The crushing irony of this distressing situation with Andhra films is that a substantial chunk of their ticket revenue is generated by fawning audiences in Telangana. The films are shot in Telangana. All of the post-production work is executed in studios located in Telangana. The Andhra filmmaker and his all-Andhra crew laugh all the way to the bank with their profits, even as they display utter contempt for Telangana and her people, the very people supporting their movie-making endeavors in great measure.
It is clear that this pattern of bias and warped characterization of Telangana and its people has served the Andhra agenda well to date, and that it will continue unabated until it is resisted in every possible way. This pattern must stop. And it must stop now.

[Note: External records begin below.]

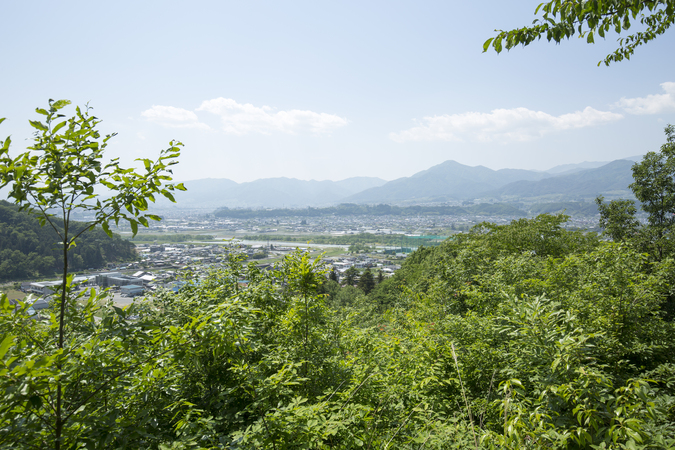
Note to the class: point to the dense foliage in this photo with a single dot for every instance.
(29, 250)
(562, 19)
(518, 336)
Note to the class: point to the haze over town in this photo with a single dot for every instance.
(330, 91)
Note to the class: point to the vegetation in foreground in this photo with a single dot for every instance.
(518, 336)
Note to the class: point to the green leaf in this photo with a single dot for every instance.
(60, 104)
(5, 344)
(59, 126)
(37, 125)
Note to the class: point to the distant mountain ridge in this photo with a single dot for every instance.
(444, 182)
(611, 180)
(267, 193)
(448, 182)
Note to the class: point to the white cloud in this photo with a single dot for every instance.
(501, 125)
(241, 119)
(651, 104)
(172, 117)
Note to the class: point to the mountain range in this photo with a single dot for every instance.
(448, 182)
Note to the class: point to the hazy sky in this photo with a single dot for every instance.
(330, 90)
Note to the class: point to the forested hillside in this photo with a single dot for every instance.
(29, 250)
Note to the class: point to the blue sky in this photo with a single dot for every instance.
(330, 90)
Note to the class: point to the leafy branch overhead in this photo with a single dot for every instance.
(63, 167)
(562, 19)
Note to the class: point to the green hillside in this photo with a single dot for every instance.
(29, 250)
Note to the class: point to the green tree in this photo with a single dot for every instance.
(59, 175)
(617, 218)
(380, 276)
(654, 187)
(351, 276)
(562, 19)
(366, 281)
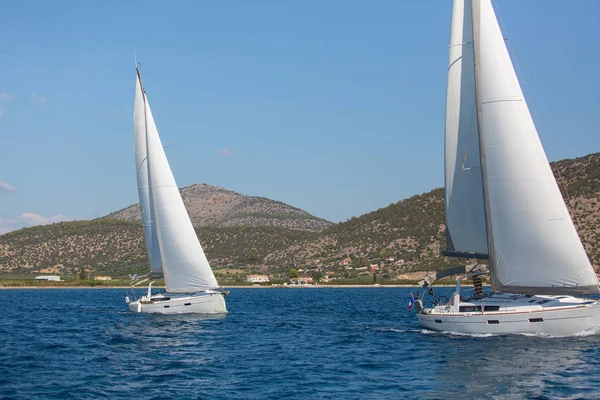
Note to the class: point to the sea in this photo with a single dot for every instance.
(275, 343)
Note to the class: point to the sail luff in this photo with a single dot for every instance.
(141, 163)
(185, 266)
(534, 246)
(465, 219)
(475, 21)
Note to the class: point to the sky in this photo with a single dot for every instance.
(336, 107)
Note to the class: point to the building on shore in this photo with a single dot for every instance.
(257, 278)
(47, 278)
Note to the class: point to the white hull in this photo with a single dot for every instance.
(555, 316)
(181, 303)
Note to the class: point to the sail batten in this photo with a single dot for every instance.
(534, 245)
(183, 263)
(141, 163)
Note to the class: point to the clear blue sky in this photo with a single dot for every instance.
(336, 107)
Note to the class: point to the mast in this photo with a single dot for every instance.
(475, 23)
(143, 176)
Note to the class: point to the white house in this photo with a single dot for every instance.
(53, 278)
(257, 278)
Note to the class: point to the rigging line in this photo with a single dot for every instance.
(560, 180)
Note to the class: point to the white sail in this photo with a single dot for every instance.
(534, 243)
(465, 215)
(141, 166)
(184, 264)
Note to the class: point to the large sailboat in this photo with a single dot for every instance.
(502, 201)
(173, 247)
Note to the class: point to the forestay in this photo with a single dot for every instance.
(465, 216)
(535, 244)
(184, 264)
(141, 166)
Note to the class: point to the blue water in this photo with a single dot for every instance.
(274, 344)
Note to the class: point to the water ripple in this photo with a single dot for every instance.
(274, 344)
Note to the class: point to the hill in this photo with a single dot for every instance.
(411, 232)
(213, 206)
(405, 236)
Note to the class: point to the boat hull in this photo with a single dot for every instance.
(199, 303)
(558, 322)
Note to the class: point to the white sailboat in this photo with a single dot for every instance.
(502, 201)
(173, 247)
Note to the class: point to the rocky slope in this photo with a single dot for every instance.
(213, 206)
(405, 236)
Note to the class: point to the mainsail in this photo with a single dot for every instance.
(184, 264)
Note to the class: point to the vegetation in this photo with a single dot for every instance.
(390, 242)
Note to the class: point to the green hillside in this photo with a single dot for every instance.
(406, 236)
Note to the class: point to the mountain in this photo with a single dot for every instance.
(405, 236)
(412, 231)
(213, 206)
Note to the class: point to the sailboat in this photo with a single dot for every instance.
(171, 242)
(502, 202)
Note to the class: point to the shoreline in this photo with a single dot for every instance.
(226, 287)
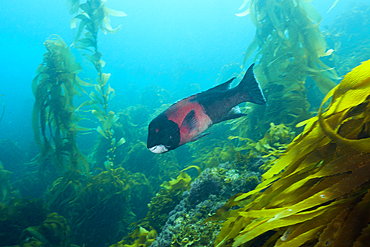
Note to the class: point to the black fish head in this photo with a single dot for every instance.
(163, 135)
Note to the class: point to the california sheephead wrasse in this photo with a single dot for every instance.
(187, 119)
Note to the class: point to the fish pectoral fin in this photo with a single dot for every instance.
(199, 136)
(189, 124)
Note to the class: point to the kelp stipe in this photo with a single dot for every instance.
(3, 110)
(54, 120)
(317, 194)
(288, 46)
(94, 16)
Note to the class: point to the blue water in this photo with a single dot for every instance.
(169, 43)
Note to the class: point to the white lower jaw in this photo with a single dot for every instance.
(158, 149)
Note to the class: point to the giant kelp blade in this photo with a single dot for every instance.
(319, 190)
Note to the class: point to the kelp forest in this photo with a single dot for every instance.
(293, 173)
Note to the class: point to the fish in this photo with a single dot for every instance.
(188, 119)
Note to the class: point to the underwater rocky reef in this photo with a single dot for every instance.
(295, 173)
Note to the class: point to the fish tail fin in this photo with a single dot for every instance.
(252, 88)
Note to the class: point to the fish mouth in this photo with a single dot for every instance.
(158, 149)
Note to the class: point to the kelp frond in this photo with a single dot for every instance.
(54, 120)
(288, 46)
(3, 111)
(318, 192)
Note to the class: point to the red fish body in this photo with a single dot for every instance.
(187, 119)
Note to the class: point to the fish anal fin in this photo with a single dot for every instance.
(252, 88)
(189, 124)
(199, 136)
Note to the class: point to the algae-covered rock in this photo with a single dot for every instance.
(317, 193)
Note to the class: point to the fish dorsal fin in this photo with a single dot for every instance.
(234, 113)
(222, 87)
(189, 124)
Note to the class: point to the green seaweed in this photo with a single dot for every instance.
(54, 120)
(348, 35)
(3, 110)
(93, 16)
(288, 46)
(317, 193)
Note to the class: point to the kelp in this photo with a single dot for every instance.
(101, 211)
(317, 193)
(288, 45)
(54, 120)
(93, 16)
(5, 188)
(271, 146)
(165, 201)
(140, 237)
(54, 231)
(3, 110)
(349, 36)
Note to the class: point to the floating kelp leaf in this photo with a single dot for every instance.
(83, 83)
(113, 12)
(3, 111)
(120, 142)
(312, 13)
(73, 6)
(110, 92)
(112, 118)
(303, 195)
(96, 97)
(98, 115)
(244, 13)
(103, 79)
(335, 3)
(101, 131)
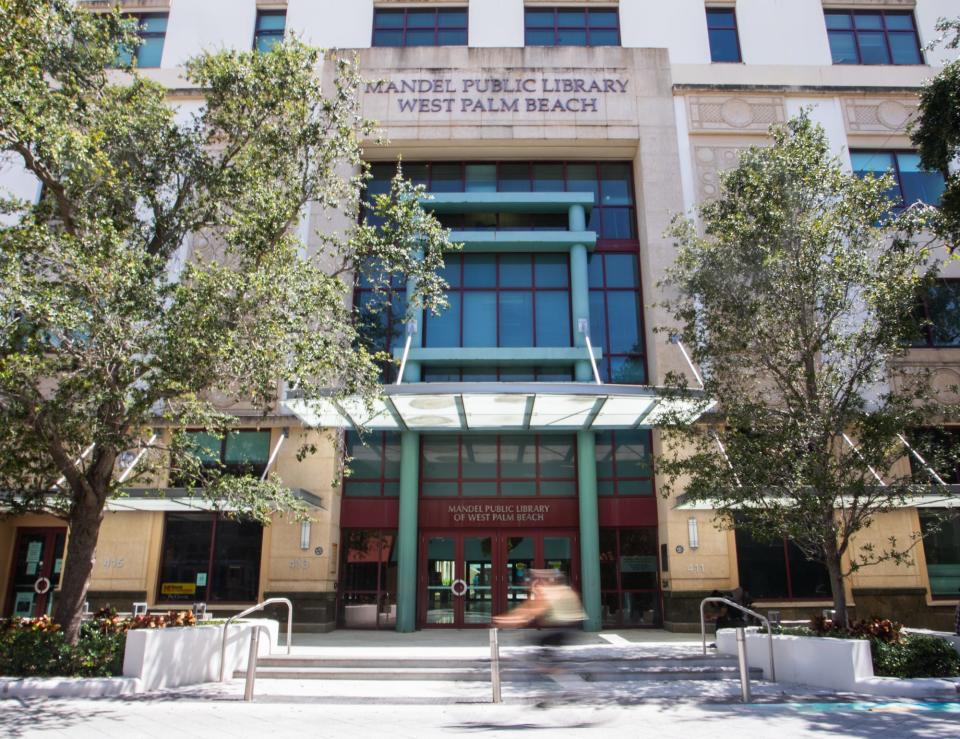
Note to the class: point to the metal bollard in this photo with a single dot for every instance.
(744, 667)
(252, 664)
(495, 665)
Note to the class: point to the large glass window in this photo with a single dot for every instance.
(872, 37)
(911, 183)
(616, 322)
(210, 558)
(939, 313)
(722, 30)
(624, 463)
(374, 465)
(941, 548)
(519, 300)
(481, 465)
(629, 578)
(419, 26)
(571, 26)
(779, 570)
(269, 29)
(152, 30)
(368, 579)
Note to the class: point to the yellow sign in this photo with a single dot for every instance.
(178, 588)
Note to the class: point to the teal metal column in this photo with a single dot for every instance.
(579, 290)
(589, 530)
(411, 372)
(407, 533)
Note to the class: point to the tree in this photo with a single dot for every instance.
(112, 323)
(798, 302)
(936, 133)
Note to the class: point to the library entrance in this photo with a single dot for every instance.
(467, 577)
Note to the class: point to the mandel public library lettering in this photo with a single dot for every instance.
(557, 140)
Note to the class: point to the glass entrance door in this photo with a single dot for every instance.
(37, 566)
(466, 578)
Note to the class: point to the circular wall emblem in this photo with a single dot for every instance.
(458, 587)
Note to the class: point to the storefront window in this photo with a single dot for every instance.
(368, 585)
(941, 547)
(209, 558)
(629, 580)
(374, 465)
(779, 570)
(481, 465)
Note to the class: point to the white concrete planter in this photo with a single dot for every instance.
(169, 658)
(839, 664)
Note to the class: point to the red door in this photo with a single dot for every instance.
(37, 567)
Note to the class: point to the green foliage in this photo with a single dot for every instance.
(936, 132)
(168, 262)
(797, 301)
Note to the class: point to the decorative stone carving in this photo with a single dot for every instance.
(713, 113)
(878, 115)
(709, 162)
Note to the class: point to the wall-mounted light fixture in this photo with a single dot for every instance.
(693, 535)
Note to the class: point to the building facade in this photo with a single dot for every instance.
(557, 140)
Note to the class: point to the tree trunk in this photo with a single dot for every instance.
(834, 569)
(78, 566)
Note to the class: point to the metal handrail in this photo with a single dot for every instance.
(744, 609)
(252, 609)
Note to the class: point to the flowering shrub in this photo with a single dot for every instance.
(36, 647)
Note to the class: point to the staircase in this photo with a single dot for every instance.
(515, 666)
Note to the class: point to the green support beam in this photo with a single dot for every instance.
(407, 533)
(589, 530)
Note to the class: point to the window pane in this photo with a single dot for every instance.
(480, 457)
(421, 18)
(247, 447)
(604, 37)
(536, 37)
(514, 178)
(186, 554)
(558, 457)
(481, 177)
(420, 38)
(236, 561)
(603, 19)
(571, 37)
(444, 330)
(440, 457)
(388, 19)
(918, 184)
(388, 38)
(479, 322)
(366, 456)
(873, 48)
(150, 52)
(723, 46)
(518, 457)
(516, 270)
(621, 270)
(516, 319)
(904, 48)
(843, 48)
(548, 178)
(551, 270)
(479, 270)
(553, 319)
(452, 18)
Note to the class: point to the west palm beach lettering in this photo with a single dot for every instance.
(499, 94)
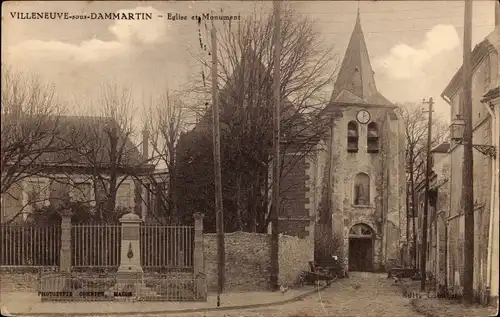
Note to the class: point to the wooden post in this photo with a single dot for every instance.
(198, 256)
(217, 168)
(65, 251)
(468, 162)
(276, 160)
(423, 253)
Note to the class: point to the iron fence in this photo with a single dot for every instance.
(95, 245)
(167, 246)
(29, 245)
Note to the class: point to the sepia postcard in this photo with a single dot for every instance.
(250, 158)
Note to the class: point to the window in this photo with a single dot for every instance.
(36, 194)
(487, 73)
(360, 230)
(372, 138)
(352, 137)
(362, 189)
(82, 192)
(124, 195)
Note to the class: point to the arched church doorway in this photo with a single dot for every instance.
(361, 248)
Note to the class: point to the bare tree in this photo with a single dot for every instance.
(165, 121)
(104, 145)
(245, 77)
(29, 127)
(415, 120)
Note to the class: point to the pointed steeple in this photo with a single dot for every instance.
(355, 81)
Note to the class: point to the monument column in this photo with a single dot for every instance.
(65, 251)
(198, 256)
(130, 252)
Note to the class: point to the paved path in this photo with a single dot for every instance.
(364, 294)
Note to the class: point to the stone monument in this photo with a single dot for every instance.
(130, 276)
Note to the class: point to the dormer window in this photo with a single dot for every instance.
(352, 137)
(372, 138)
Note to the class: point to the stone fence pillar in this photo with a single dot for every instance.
(198, 257)
(65, 251)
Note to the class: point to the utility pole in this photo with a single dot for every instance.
(408, 251)
(428, 167)
(276, 144)
(467, 175)
(217, 170)
(413, 211)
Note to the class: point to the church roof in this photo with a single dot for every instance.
(355, 82)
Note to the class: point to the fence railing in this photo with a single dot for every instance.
(29, 245)
(95, 245)
(167, 246)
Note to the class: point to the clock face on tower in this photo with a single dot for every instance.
(363, 116)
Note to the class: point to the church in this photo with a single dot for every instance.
(364, 201)
(354, 188)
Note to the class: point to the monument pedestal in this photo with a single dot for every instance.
(130, 276)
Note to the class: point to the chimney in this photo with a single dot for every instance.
(145, 145)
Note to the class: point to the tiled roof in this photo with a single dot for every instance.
(88, 134)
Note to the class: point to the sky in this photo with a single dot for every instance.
(415, 46)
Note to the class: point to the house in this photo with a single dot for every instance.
(363, 170)
(78, 159)
(297, 211)
(485, 122)
(437, 211)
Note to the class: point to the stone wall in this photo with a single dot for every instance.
(19, 279)
(248, 260)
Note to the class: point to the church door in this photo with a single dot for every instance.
(361, 248)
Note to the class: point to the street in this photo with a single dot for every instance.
(364, 294)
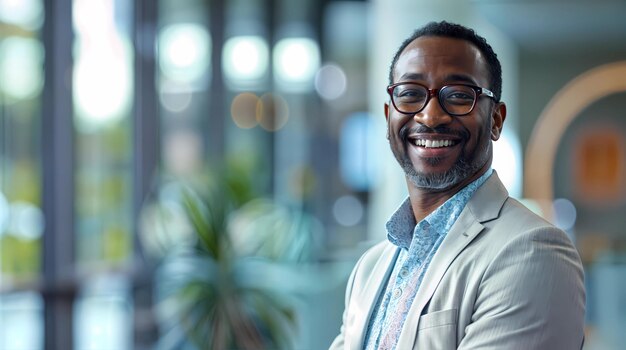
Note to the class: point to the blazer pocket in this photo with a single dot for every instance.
(437, 330)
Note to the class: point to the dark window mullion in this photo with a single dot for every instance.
(58, 176)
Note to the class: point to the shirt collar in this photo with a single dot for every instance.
(402, 227)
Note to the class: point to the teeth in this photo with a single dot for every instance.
(433, 143)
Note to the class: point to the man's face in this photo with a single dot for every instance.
(435, 62)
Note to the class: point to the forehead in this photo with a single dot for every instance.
(435, 59)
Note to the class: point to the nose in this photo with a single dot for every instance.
(433, 114)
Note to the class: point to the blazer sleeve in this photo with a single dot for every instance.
(339, 342)
(531, 296)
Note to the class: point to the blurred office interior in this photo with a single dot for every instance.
(109, 107)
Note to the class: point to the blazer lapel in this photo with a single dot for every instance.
(374, 286)
(484, 206)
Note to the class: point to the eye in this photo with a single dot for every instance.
(410, 94)
(459, 95)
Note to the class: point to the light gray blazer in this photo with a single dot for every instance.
(503, 278)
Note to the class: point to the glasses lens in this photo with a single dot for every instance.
(457, 99)
(409, 98)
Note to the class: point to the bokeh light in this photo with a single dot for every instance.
(26, 221)
(295, 62)
(103, 69)
(330, 81)
(184, 52)
(21, 67)
(272, 112)
(245, 59)
(243, 110)
(507, 161)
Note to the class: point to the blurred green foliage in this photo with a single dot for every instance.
(226, 296)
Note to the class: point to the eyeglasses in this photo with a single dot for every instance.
(455, 99)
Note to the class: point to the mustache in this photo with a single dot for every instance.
(405, 131)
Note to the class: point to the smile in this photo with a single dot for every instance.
(433, 143)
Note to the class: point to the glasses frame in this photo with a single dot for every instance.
(479, 91)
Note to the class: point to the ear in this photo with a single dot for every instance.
(497, 118)
(387, 118)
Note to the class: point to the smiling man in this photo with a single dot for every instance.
(464, 265)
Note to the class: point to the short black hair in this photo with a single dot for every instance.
(457, 31)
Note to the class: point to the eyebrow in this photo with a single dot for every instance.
(452, 77)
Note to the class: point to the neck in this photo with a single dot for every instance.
(424, 200)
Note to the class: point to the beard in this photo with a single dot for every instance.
(464, 167)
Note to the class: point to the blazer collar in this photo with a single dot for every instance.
(484, 206)
(374, 286)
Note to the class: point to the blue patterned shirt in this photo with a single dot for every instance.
(418, 244)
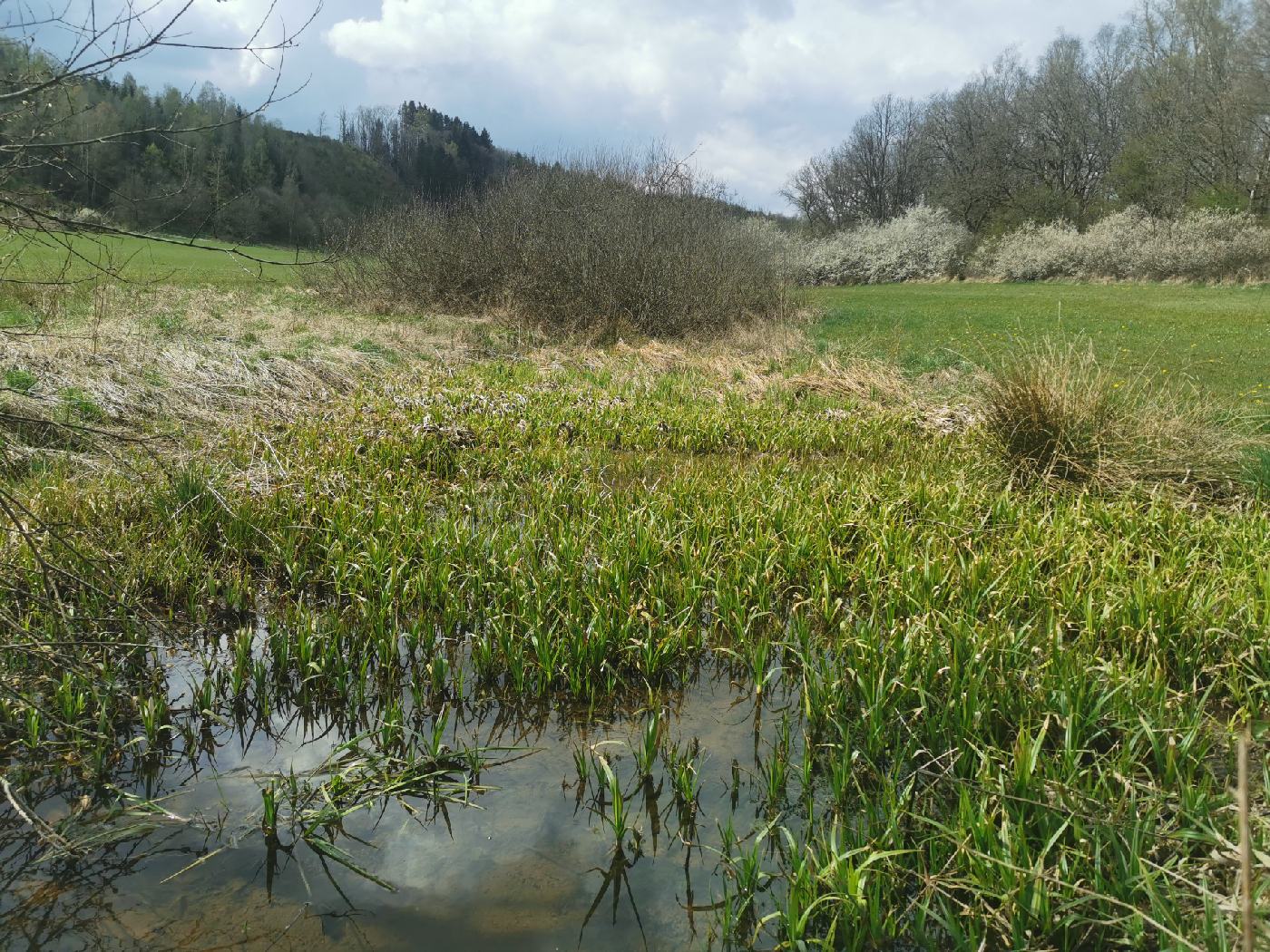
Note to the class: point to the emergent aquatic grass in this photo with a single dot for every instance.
(1011, 706)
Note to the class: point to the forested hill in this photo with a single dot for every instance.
(202, 165)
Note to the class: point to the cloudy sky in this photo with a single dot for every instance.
(751, 86)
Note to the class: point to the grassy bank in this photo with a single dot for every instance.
(1007, 710)
(992, 706)
(1216, 338)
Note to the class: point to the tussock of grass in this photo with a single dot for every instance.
(1011, 704)
(1054, 413)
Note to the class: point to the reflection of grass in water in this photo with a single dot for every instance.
(1006, 698)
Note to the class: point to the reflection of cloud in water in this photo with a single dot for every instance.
(518, 869)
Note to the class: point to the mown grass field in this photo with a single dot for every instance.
(1215, 338)
(34, 257)
(988, 711)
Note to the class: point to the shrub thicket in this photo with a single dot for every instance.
(923, 244)
(1200, 245)
(597, 247)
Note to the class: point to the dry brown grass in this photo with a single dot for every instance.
(1054, 413)
(162, 361)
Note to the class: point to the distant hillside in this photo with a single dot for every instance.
(231, 175)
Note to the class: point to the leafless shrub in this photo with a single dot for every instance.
(594, 247)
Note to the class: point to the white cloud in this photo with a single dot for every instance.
(758, 85)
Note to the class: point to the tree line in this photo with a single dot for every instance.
(1167, 111)
(203, 165)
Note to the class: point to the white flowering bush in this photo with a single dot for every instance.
(1130, 245)
(923, 244)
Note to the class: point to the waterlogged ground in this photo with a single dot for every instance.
(473, 659)
(523, 860)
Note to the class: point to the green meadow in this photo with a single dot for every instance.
(1212, 338)
(733, 645)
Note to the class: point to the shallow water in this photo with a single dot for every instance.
(529, 863)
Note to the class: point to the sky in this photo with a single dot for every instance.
(749, 88)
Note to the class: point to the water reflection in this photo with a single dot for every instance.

It may be too much to ask that the Andhra filmmaker voluntarily renounce these long-standing biases overnight, but it is time to alert him that these cinematic distortions will not be tolerated any longer. Let the people of Telangana act now. Let there be a demand for a more equitable, representative portrayal of characters from a Telangana background. Let them have the Film Censor Board review the film’s content for material offensive to Telangana’s sensibilities, and have them remove the offending material and characters. Let the people boycott films from filmmakers that persist in offensive behavior. Let there be peaceful, civilized protests against organizations and studios that continue this injustice. Let there also be a renewed surge of encouragement to filmmakers from Telangana. Filmmakers who will portray Telangana and her people not as objects of ridicule and contempt, but as accomplished, three-dimensional, decent human beings who take pride in their language, culture and way of life as being equal to that of any other state or community in the world. This will go a long way towards restoring a sense of balance, and towards providing a dose of much-needed reality to the ever-surreal world of film and cinema.